Providing chat-based AIs with access to search engines like Google is the most basic illustration of this. Of course, there are a lot more search engines on the internet than just Google; there are repositories for academic papers, code, court cases, and much more.
“Plug-ins” are one method generative AIs are integrated into services designed primarily for human use. For instance, ChatGPT plug-ins allow users to access travel search services Kayak and Expedia as well as shopping services Instacart and Shop.
Large language models require these plug-ins because, although they have been trained on enormous amounts of data, they may not have access to information that cannot be scraped from the internet; they are only as current as the corpus of data they were last trained on; and even with all of that data inside of them, they may still have difficulty with certain types of reasoning, such as those found in mathematics.
The true promise of future iterations of “AI for X” services and startups is revealed when large language models are granted access to the same kinds of resources that people already have. These startups are able to begin integrating a wide range of additional data and services, as opposed to merely providing access to a rebranded and licensed version of an established foundation model. For example, “AI for legal advice” could incorporate databases of court rulings, while “AI for diagnoses” could access databases of medical literature. In contrast to the frequently erroneous and made-up responses that people are currently capable of, these systems would use the primitive reasoning ability of large language models to provide answers to questions that are far more reliable.
It is as hard to predict what the world will look like when we all have these new kinds of cognitive aids as it would have been from the standpoint of those early steam engine builders when they first built cars, trains, jet planes, and rockets.
Furthermore, there are still a lot of obstacles in the way of the idealized state of plain-language interfaces for AI assistants that can access the internet’s superpowers on our behalf. One of them is the expense of operating the generative AIs of today; this must decrease before hundreds of millions of us can have ongoing conversations with our AI assistants of the future, instead of just early adopters asking specific questions once in a while.
According to Douwe Kiela, CEO of Contextual AI, even near-future systems that combine massive language models with specialized systems to improve them at specific tasks are akin to “Frankenstein’s monsters.” This presents another obstacle.
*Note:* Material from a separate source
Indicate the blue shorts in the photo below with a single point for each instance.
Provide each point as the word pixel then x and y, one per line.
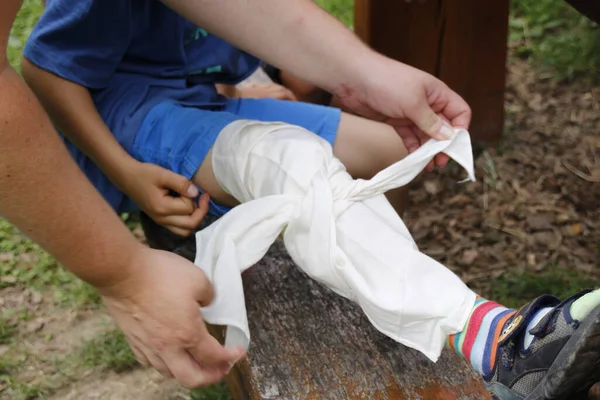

It may take many years of continuous improvements, during which engineers optimise each component of these systems to function as a whole while eliminating components that don’t benefit the customer, to solve the cost problems that arise in such cobbled-together systems and make them more useful.
More than a century passed between the steam engine’s invention and the locomotive’s introduction. Concurrently, a novel field of study emerged, which eventually served as the catalyst for numerous additional breakthroughs that were crucial to the Industrial Revolution. If this pattern of development of generative AIs is any indication, the near future of this field will involve revolutionary inventions (AIs that are truly personal assistants, experts in various subjects), years of refinement, frantic attempts to harness and profit from these new technologies, and perhaps even a second Industrial Revolution. However, this revolution will be built on the manipulation of data and insight, not on energy and matter.
Our imaginations are limited to what that might entail.